Kasserine Pass een vuurdoop voor het Amerikaanse leger in de Tweede Wereldoorlog

Ongedateerd (AP) _ Door ROBERT DVORCHAK AP National Writer

Kermit Carlson, een boerenjongen uit Minnesota, was als radioman verbonden aan de 19th Combat Engineers die de Kasserine Pass verdedigden – een kale corridor waar hij nog nooit van had gehoord totdat de Duitsers hem wilden hebben.

Van de 1.200 man in het bataljon op 18 februari 1943, waren er de volgende dag nog maar 125 over. De rest was gedood, gewond, gevangen genomen of verspreid, terwijl een door de strijd geharde oorlogsmachine het ongeteste Amerikaanse leger een bloedige doop gaf.

Ik heb die nacht gebeden. En ik heb in 50 jaar geen gebed gemist. Zo bang was ik,″ zei Carlson, die een Bronzen Ster verdiende vanuit een schuttersputje in Tunesië op het noordelijkste puntje van Afrika.

We waren jong en dom. Echt groen”, zei Carlson, 75, uit Hanley Falls, Minn. “Het was echt niemands schuld. We waren in de minderheid, te slim af en te slim af. We hebben het op de harde manier geleerd. Het was een hel.”
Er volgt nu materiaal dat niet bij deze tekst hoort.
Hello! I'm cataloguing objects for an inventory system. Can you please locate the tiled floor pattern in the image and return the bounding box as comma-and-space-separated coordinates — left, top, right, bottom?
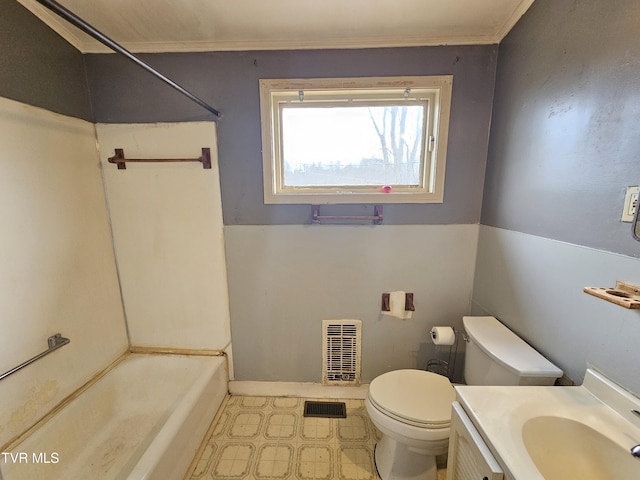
190, 396, 445, 480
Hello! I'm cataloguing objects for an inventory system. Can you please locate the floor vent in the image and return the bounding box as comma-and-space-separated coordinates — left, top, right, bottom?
322, 320, 362, 385
304, 400, 347, 418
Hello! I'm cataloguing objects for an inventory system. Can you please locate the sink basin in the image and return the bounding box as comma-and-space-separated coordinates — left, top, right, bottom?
522, 416, 640, 480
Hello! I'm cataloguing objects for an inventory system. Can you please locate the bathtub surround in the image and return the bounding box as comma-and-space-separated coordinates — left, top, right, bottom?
96, 122, 231, 350
0, 98, 128, 445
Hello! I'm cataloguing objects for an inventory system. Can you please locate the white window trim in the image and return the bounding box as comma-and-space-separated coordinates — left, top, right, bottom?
260, 75, 453, 204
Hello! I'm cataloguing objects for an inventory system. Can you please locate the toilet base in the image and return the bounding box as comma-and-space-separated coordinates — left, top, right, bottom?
374, 434, 438, 480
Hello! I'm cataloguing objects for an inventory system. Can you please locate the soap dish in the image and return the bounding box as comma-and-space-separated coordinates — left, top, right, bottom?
583, 281, 640, 309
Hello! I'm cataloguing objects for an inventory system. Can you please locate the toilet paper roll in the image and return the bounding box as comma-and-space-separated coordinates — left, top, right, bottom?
431, 327, 456, 345
382, 291, 413, 320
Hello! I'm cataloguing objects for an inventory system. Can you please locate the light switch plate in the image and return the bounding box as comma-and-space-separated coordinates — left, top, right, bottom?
621, 186, 639, 222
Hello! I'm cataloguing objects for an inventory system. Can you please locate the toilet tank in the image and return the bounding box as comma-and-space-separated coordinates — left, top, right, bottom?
462, 317, 562, 385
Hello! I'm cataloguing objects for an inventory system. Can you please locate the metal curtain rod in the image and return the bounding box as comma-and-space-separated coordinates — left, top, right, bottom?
36, 0, 222, 118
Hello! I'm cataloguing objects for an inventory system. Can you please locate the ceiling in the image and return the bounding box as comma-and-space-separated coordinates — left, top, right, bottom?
18, 0, 534, 53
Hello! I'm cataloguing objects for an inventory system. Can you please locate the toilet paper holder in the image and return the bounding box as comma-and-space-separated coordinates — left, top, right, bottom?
380, 293, 416, 312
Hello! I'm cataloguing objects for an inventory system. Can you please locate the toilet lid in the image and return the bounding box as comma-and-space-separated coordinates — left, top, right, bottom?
369, 370, 456, 428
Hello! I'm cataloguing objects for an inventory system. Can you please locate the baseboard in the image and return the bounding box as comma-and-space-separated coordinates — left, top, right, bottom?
229, 380, 369, 400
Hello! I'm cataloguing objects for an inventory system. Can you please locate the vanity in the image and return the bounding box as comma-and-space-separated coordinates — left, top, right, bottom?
447, 368, 640, 480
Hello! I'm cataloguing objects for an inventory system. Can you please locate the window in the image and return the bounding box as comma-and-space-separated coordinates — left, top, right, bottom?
260, 75, 453, 204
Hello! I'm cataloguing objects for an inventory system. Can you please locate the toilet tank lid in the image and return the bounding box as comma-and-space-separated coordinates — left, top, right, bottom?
462, 316, 562, 378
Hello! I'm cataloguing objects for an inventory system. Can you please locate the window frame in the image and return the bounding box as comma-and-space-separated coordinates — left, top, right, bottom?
260, 75, 453, 204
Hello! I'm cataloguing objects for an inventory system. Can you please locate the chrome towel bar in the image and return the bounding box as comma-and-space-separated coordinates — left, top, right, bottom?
0, 333, 71, 380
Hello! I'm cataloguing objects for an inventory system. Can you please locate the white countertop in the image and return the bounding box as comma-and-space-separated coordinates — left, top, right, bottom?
455, 369, 640, 480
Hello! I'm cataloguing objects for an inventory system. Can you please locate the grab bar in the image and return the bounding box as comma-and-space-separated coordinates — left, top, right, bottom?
0, 333, 71, 380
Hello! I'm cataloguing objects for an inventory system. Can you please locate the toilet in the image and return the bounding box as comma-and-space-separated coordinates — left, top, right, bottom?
365, 316, 562, 480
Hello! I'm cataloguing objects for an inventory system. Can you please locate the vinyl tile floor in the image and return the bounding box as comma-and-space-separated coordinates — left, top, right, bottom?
187, 396, 446, 480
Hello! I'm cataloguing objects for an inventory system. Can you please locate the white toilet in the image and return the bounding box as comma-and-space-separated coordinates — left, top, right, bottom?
365, 317, 562, 480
De gevechten in en rond de Kasserinepas tussen 14 februari en 22 februari 1943 waren de eerste gevechten tussen de Amerikanen en de Duitsers.

Het was een desastreus debuut.

Van de 30.000 Amerikanen die onder het II Corps vielen, viel bijna een op de vier slachtoffers – naar schatting 300 doden, 3.000 gewonden en 3.000 vermisten of krijgsgevangenen. Het leger verloor ook 183 tanks, 104 halftracks, 208 artilleriestukken en 512 vrachtwagens en jeeps.

De Amerikanen werden meer dan 50 mijl teruggedrongen, hoewel ze vier dagen na de Duitse aanval hun oorspronkelijke posities weer innamen. En Tunesische bendes zwermden als aasgieren naar de wrakstukken, waarbij ze GI’s van hun kleren en kostbaarheden beroofden voordat medici hen konden bereiken.

De Duitsers hadden 1.000 man gedood, gewond of vermist en verloren 20 tanks.

De Duitsers hadden betere wapens en training. De 88mm kanonnen op hun nieuwe Mark VI tanks konden vuren buiten het bereik van de 75mm U.S. Sherman tanks. In een suïcidale poging om de Panzers te stoppen, overleefden slechts vier van de 50 tanks van een bataljon van het 1e Pantser Regiment een gevecht.

De Messerschmidts en Stuka duikbommenwerpers hadden de lucht-grond ondersteuning geperfectioneerd, en de Duitse infanterie had een verschrikkelijk nieuw wapen, de nebelwerfer – meervoudig gelanceerde raketten. Hun commandanten waren Erwin Rommel, de woestijnvos van het Afrika Korps, en generaal Juergen von Arnim.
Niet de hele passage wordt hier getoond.